The village where women can’t afford to report rape

The nearest police station is 120km away

23 September 2019 - 07:09 By Nombulelo Damba-Hendrik and GroundUp
subscribe Just R20 for the first month. Support independent journalism by subscribing to our digital news package.
Subscribe now
Women in this Eastern Cape village sometimes cannot afford to report a rape. And when they do, police may not investigate.
Women in this Eastern Cape village sometimes cannot afford to report a rape. And when they do, police may not investigate.
Image: GroundUp/Nombulelo Damba-Hendrik

Sihle* did not report an alleged attempted rape to police for three days because she could not afford to get to the nearest police station, 120km away. Hers is one of many rape cases allegedly left uninvestigated because of a shortage of police in the Eastern Cape district where she lives.

Nineteen-year-old Sihle told GroundUp that a 17-year-old boy from Uitkyk, Mhlanga village, had got into her house through a window.

She had screamed and her mother had grabbed the boy.

“I used a spray my father gave us when he went to Johannesburg for work. He cried, calling my mother to forgive him as she was beating him with pots. As I switched on the lights he escaped, but I saw his face,” said Sihle.

She said she called the nearest police station, at Lady Frere. The police promised to send a van, but didn't.

On the third day police told her to come to the station.

Residents of Uitkyk rely on one daily bus to Lady Frere, which leaves at 5.30am and comes back in the afternoon. The return fare is nearly R100.

Sihle said she borrowed R200 from a loan shark, which she had to repay with 50% interest.

“I asked my cousin to accompany me to the police station. I didn’t want to go alone,” said Sihle.

Mhlanga village has more than 600 houses and residents say crime is high due to lack of police. They say there was once a mobile police station, but it was taken away after three months.

Police spokesperson Namhla Mdleleni said the mobile police station had to move around Mhlanga. One mobile station serves more than six locations, with a population of 10,000 people.

Community leader Bongani Nkuzo said several rape cases did not get reported to police because the survivors did not have the money to get to the police station. He said women were not safe.

Nkuzo said the mobile police station had started well and police had patrolled the area. “But the number of police decreased from six to three, then to zero. You would go there and find no police,” he said.

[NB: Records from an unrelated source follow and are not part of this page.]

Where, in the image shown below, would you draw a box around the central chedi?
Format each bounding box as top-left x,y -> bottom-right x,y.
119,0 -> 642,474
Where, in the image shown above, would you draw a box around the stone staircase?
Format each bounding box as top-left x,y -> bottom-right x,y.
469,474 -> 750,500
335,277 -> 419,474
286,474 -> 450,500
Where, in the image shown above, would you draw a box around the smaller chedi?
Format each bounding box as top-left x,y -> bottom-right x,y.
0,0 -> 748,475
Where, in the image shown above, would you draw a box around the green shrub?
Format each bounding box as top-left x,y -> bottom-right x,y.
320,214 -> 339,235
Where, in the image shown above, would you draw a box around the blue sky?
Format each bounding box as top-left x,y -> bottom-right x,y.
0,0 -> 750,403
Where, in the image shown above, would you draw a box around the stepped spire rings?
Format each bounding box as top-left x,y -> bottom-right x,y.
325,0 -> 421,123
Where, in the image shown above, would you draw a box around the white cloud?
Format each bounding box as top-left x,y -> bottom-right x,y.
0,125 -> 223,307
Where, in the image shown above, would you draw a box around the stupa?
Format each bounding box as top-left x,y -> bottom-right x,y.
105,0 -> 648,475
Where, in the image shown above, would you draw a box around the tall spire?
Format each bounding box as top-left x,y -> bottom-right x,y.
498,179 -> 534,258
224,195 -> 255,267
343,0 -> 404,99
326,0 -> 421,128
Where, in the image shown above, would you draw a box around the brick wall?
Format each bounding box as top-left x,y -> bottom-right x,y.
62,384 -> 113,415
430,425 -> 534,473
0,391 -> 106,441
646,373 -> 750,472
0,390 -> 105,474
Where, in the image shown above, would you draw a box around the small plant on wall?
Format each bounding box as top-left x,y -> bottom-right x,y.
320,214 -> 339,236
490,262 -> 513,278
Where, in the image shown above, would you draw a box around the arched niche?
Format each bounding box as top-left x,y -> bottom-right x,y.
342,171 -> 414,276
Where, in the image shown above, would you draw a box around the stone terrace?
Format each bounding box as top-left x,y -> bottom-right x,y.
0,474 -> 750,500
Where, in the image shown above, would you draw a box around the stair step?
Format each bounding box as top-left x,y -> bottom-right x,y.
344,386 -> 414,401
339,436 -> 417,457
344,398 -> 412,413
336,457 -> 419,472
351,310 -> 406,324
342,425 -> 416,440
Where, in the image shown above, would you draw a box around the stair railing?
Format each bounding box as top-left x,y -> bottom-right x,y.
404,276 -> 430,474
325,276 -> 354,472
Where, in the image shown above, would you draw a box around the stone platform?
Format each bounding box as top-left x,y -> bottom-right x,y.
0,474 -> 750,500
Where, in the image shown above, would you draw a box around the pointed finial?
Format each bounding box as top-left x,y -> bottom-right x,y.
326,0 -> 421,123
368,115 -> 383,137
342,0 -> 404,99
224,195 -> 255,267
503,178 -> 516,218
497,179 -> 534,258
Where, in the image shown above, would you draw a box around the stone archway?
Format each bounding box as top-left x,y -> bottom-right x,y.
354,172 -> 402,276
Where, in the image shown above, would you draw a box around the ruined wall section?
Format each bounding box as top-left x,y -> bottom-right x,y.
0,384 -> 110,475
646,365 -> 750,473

Sihle was the second Uitkyk resident to report an “attack” by the 17-year-old.

Twenty-one-year-old Ayanelisa* said she had been raped by the boy.

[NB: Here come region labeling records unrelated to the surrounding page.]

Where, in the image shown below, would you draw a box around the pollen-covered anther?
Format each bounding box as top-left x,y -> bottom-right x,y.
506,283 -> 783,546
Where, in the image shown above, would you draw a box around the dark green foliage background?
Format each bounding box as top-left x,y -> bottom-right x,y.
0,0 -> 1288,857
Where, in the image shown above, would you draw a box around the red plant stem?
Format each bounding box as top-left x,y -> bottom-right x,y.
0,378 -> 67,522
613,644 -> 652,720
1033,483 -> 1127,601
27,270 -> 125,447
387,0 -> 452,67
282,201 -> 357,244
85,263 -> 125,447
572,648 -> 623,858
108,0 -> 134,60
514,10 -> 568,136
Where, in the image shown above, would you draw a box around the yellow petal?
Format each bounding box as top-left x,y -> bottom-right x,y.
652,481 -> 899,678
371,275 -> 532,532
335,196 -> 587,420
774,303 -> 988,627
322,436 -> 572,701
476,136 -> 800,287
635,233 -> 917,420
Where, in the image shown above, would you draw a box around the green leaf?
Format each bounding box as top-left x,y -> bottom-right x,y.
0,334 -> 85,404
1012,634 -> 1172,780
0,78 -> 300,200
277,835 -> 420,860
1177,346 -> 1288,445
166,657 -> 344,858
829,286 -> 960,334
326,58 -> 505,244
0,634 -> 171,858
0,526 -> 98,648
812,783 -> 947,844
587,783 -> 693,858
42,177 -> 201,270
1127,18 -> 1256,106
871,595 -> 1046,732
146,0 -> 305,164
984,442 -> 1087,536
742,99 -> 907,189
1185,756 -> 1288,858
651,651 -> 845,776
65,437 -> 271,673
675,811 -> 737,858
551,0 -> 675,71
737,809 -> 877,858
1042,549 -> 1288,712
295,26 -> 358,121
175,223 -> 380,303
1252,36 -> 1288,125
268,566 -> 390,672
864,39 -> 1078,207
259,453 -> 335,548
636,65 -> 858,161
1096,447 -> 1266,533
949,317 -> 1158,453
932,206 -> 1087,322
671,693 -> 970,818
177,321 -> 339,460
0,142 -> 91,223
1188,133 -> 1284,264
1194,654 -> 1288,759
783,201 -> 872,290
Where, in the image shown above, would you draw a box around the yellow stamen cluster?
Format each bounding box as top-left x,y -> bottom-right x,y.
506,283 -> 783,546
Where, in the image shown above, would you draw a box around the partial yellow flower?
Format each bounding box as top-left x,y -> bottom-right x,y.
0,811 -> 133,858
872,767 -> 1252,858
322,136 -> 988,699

Police had given her three reasons the boy could not be arrested: that he was under age, that there was no evidence that she had been raped because she had opened the door to him and that she had not sufficiently identified him.

Ayanelisa said in the early hours of April 22 she had been sleeping with her 15-year-old brother and 13-year-old sister. Her mother works as a domestic worker in Ugie and only comes home at the end of the month.

We screamed for help, but no one heard us
21-year -old alleged rape victim

She said they were woken up by a man shouting her name and threatening to break the windows if she did not come out.

“We screamed for help, but no-one heard us. That boy threatened to rape me and my younger sister. I didn’t know what to do. I was scared for her. I only thought of protecting her,” said Ayanelisa.

She said she and her brother agreed that she would go to the door and he would follow and run to get help from the neighbours. But when he knocked on the neighbour’s door she did not hear.

This is a village where many women are living alone, raising children while their husbands work in big cities. Some households are run by children.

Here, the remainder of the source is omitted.